Scrubs attempted a complete relaunch this year following the departure of Zach Braff, but it didn’t seem to work so it’s quietly sidling off the schedule with its tail between its legs. Lost at the other extreme declared years in advance when it would be finishing and it’s going out as one of the most publicised and talked about shows of the decade. Better Off Ted meanwhile has apparently been on the air two years, I have no idea what it was about and it won’t be back so I won’t bother finding out.

What’s Back
ABC have had a massive success with their new sitcoms, Modern Family, Cougar Town and The Middle will return and form the bulk of their Wednesday night of comedy. Sunday’s and Thursdays likewise stay the same with the guilty pleasures of Desperate Housewives, Brothers and Sisters, Grey’s Anatomy and Private Practice all returning. Castle (AKA the thing with Nathan Fillion) has become a slightly surprising success and returns as well.

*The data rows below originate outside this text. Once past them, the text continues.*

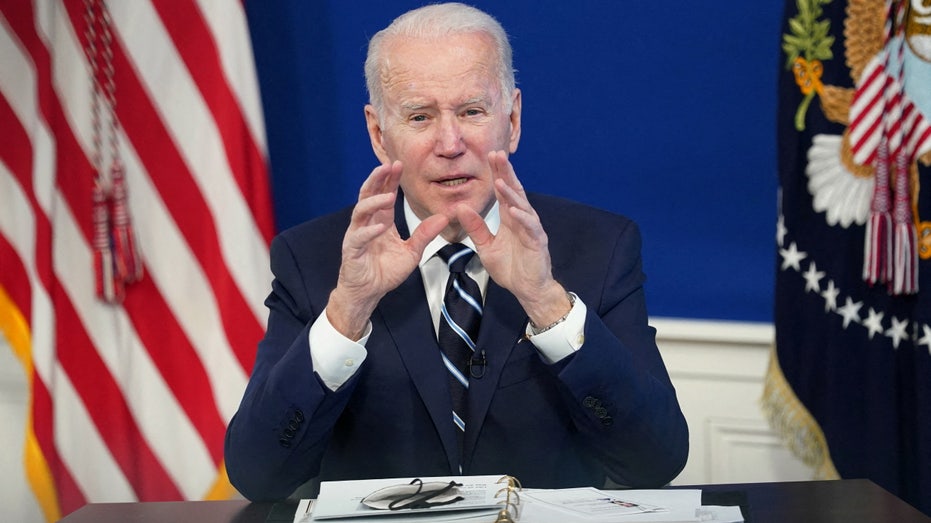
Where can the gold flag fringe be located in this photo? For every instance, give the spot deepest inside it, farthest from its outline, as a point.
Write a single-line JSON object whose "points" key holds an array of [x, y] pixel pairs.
{"points": [[789, 418]]}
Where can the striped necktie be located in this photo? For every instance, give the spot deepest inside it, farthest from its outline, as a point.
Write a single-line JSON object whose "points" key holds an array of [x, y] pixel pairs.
{"points": [[458, 330]]}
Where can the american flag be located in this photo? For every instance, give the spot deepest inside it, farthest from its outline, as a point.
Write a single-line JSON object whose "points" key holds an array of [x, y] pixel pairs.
{"points": [[849, 386], [130, 396]]}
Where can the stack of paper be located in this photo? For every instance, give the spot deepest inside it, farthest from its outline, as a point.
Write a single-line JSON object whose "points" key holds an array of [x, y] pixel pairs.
{"points": [[344, 501]]}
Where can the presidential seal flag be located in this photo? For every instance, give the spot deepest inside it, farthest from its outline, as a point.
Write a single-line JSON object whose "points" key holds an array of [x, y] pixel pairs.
{"points": [[135, 221], [849, 384]]}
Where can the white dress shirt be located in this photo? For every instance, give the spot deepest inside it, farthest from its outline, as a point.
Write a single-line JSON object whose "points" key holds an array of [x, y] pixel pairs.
{"points": [[336, 358]]}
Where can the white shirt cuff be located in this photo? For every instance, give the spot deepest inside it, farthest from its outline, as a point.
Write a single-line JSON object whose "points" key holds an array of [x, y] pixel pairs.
{"points": [[563, 339], [335, 357]]}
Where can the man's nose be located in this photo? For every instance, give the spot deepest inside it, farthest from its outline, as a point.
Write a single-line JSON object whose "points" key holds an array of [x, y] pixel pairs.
{"points": [[449, 139]]}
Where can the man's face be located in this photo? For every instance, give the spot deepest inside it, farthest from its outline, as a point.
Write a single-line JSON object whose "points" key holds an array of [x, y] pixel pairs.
{"points": [[443, 113]]}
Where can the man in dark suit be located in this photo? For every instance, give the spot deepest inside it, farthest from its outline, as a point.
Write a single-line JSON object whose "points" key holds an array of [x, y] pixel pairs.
{"points": [[565, 386]]}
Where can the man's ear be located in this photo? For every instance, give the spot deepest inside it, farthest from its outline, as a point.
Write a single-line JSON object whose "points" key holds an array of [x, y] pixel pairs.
{"points": [[515, 121], [375, 134]]}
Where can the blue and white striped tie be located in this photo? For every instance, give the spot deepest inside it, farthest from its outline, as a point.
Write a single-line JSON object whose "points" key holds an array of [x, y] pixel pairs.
{"points": [[461, 315]]}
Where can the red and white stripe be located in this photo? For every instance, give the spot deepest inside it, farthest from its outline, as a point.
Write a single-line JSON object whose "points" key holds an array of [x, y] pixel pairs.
{"points": [[909, 127], [131, 401]]}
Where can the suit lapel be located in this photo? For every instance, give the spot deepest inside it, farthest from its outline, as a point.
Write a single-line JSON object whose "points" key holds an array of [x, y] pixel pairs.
{"points": [[503, 321]]}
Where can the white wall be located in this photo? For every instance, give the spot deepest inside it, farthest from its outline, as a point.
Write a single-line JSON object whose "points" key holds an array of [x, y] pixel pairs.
{"points": [[717, 368]]}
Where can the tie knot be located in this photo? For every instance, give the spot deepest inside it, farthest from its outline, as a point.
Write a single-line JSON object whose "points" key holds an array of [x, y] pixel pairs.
{"points": [[456, 256]]}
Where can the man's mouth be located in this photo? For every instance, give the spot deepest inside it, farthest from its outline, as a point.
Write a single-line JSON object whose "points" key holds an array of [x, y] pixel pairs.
{"points": [[454, 181]]}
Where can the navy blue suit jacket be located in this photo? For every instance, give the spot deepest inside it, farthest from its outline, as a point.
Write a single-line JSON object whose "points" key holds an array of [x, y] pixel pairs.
{"points": [[609, 410]]}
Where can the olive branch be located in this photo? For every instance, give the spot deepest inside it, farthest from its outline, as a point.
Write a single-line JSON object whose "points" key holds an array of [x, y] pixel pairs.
{"points": [[807, 43]]}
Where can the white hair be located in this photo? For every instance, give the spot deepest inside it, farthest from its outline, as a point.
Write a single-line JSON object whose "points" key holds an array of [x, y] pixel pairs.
{"points": [[434, 21]]}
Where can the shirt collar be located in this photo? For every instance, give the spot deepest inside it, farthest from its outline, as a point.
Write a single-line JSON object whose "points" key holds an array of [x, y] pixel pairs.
{"points": [[492, 220]]}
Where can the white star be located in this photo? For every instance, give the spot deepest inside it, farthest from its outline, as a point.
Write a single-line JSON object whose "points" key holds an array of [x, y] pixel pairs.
{"points": [[850, 311], [874, 323], [781, 231], [791, 257], [830, 297], [897, 331], [813, 278], [926, 338]]}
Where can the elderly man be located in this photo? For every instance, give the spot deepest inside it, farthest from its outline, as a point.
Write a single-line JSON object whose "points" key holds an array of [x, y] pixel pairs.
{"points": [[390, 353]]}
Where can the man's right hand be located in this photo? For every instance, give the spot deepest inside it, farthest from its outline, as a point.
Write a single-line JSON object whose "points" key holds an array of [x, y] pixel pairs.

The biggest surprise however is that V is the only freshman drama to survive. There’s been talk that it would come down to a straight choice between V and FlashForward and I suspect that V won not necessarily because it’s better, but because it was less publicly embarrassing. I’m struggling to find the enthusiasm to finish the first season and I have a suspicion that although it’s got a second season, it won’t get a third.

What’s New

  • No Ordinary Family: One superhero show gets cancelled and two come along to replace it apparently. While Heroes was all about epic destinies and whatnots and NBC’s The Cape is more on the dark and broody side, No Ordinary Family seems to be more like The Incredibles. Julie Benz and Michael Chiklis as leads are enough to get me to tune in.
  • Better Together: It’s yet another sitcom about three couples at different stages of their relationships. It has a laughter track and I had to stop the trailer half way through because it was so bloody awful.
  • The Whole Truth: The trick here is that it’s going to show both the prosecution and the defence, showing both sides of each case. I like this idea, I’m hoping it means there’s going to be real suspense about which side will win, rather than Perry Mason always winning. The trailer is a little over the top with the deep booming voice-over, “A totally new type of legal drama” is overselling a little but it has potential.
  • My Generation: ABC really need to tone down the cheese factor in their trailers. My Generation looks like a pretty interesting idea, a look at how a group of people’s lives have changed between high school ten years ago and being grown ups today, looked at through documentary style footage. It looks interesting, but “A TV series like nothing you’ve seen before. This is about their lives. OUR lives” makes me want to vomit a bit.
  • Body of Proof: Maybe the world doesn’t need another forensics show, but I really liked the trailer and really really liked Dana Delany in it. Few characters are jumping out as I watch 20odd trailers over just a couple of days, but she instantly intrigued me.
  • Detroit 1-8-7: The description says it’s a drama/comedy – but I didn’t see anything in the trailer that made it seem like a comedy to me. The documentary style looks interesting, although the motif may be a bit overused if it’s on both this and My Generation. It may be interesting, but they’re going to have to be careful with the tone, the subjects are a bit grim to have too many silly voices used as comedy.
  • Mr Sunshine: Matthew Perry and Allison Janney. If this sucks I will kill myself.
  • Happy Endings: “It’s a comedy about lovers, friends and everything they go through to stay together”. Oh goody, another one of those.
  • Off the Map: Shonda Rhimes takes Grey’s Anatomy into the jungle. I can’t really think of more to say about it, that description entirely covers the plot, characters, dialogue and even the soundtrack.